Он поднял глаза, не отрывая лица от моей руки.
– Я тебе сделал больно, принцесса?
Я покачала головой, не уверенная, что владею голосом.
Он снова склонился к ране. Дважды лизнул ее по всей длине, очень медленно, потом язык его скользнул в рану. Боль была острой, немедленной, и я приглушенно зашипела.
Он на этот раз не отодвинулся, но теснее прижал рот к моей коже. Глаза его закрылись, а язык проникал в рану, острые уколы боли напоминали удары тока. И с каждым таким уколом у меня нижнюю часть тела сводило, потом отпускало. Как будто нервы, которых он касался, соединялись с другими частями тела, никакого отношения к руке не имеющими.
Он начал вылизывать рану длинными медленными движениями. Глаза его все еще были закрыты, и на таком близком расстоянии я видела черные ресницы, черные на черном фоне щек. Боль уже почти исчезла, осталось только ощущение скользящего языка. Ощущение рта на коже заставило сильнее биться сердце, перехватило дыхание. Серьги Дойла ловили свет, отражали, будто края его ушей серебрились. У раны стало скапливаться тепло, и это было по ощущениям похоже на исцеление наложением рук. То же самое растущее тепло, дрожащая на коже и внутри нее энергия.
Дойл оторвался от моей руки, полузакрыв глаза, полураскрыв губы. Он будто пробуждался от сна или будто его прервали в более интимном процессе. Почти неохотно он отпустил мою руку.

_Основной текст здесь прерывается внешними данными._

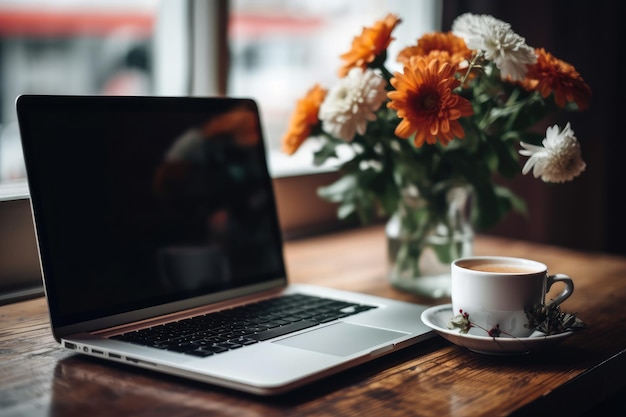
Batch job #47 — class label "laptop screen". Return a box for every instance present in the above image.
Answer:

Голос его прозвучал медленно и хрипло:
– Я давно уже этого не делал. И забыл, какое от этого ощущение.
Я согнула руку, чтобы посмотреть на рану, и раны не было. Я потрогала кожу пальцами. Она была гладкой, нетронутой, все еще влажной от языка Дойла, все еще теплая на ощупь, будто магия на ней держалась.

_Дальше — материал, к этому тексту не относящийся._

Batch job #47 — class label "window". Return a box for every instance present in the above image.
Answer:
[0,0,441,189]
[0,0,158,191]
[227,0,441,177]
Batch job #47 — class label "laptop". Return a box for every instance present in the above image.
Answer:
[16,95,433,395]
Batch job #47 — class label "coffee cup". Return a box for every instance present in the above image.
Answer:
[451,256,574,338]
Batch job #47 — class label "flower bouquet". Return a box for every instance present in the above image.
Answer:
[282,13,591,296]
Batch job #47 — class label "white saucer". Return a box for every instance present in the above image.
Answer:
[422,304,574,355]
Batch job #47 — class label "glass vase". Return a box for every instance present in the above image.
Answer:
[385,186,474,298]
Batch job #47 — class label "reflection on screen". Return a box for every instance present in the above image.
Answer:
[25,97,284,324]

– Великолепно, даже шрама не осталось.
– Ты удивлена?
– Скорее приятно поражена.
Он слегка поклонился, все еще сидя на кровати.
– Безмерно рад был послужить моей принцессе.

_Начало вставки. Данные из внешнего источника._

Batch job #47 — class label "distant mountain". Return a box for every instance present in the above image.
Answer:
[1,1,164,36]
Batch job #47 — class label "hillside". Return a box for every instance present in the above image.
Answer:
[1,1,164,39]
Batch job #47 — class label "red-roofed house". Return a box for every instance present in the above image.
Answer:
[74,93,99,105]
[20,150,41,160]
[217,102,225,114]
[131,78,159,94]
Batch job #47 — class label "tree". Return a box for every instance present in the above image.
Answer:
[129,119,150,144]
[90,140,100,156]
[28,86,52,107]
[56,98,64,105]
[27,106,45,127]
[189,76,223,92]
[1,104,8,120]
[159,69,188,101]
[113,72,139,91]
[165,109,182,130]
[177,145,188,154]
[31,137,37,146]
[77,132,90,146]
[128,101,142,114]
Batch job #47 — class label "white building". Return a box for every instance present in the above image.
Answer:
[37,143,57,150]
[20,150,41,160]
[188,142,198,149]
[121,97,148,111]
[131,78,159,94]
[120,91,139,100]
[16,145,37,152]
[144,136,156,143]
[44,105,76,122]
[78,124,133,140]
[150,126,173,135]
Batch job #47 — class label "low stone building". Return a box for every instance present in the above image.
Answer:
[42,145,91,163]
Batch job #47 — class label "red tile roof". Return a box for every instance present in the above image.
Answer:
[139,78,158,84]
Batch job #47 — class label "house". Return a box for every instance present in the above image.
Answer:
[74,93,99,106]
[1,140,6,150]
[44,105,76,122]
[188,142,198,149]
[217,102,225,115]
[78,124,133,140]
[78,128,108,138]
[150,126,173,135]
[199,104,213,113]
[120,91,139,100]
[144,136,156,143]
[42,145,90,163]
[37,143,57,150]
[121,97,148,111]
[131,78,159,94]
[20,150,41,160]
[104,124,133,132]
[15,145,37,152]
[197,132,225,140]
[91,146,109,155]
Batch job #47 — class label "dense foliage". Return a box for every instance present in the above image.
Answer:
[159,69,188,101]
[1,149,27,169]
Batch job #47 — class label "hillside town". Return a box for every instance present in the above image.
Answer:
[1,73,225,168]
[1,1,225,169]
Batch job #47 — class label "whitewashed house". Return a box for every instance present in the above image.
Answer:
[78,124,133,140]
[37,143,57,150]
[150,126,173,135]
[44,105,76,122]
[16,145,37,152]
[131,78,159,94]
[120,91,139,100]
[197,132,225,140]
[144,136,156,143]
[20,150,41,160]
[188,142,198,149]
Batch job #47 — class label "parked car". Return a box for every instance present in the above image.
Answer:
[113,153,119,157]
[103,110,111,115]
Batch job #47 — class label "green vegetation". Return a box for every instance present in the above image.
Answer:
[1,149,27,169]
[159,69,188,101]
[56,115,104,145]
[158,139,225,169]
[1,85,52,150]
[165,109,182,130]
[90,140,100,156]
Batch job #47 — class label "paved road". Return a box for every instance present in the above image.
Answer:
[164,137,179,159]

– Я забыла положить подушки.
Я встала и пошла к шкафу, но он взял меня за руку.
– У тебя идет кровь.
Я посмотрела на руку – она была все так же цела.
– Из ноги, принцесса.
Я посмотрела вниз – по правой ноге сочилась струйка крови.
– А, черт!
– Ложись на кровать и позволь мне посмотреть на рану.
Все еще держа меня за руку, он сделал попытку притянуть меня на кровать.
Я уперлась, и он меня отпустил.
– Она не должна была бы уже кровоточить, принцесса Мередит. Дай мне вылечить ее, как я вылечил тебе руку.
– Она очень высоко на бедре, Дойл.
– Ведьма пыталась проколоть тебе бедренную артерию.
– Я вынужден настаивать на том, чтобы увидеть рану, принцесса. Это слишком опасный участок, чтобы оставить ее без внимания.
– Она очень высоко на бедре, – повторила я.
– Я это понял, – ответил он. – Теперь, пожалуйста, ляг и дай мне посмотреть на рану.
– У меня ничего не надето под рубашкой, – сказала я.
– А! – произнес он. Эмоции сменились на его лице так быстро, что я не успела их прочитать – будто облака по полю в ветреный день. Наконец он сказал: – Может быть, ты могла бы что-нибудь надеть, и тогда я осмотрел бы твою рану.
– Хорошая мысль, – согласилась я и открыла ящичек, где лежали мои невыразимые. Трусы, как и спальные гарнитуры, состояли из шелка, атласа и кружев. Наконец я выбрала пару черного атласа без кружев, без оборочек, без окошечек. Самое консервативное, что у меня есть.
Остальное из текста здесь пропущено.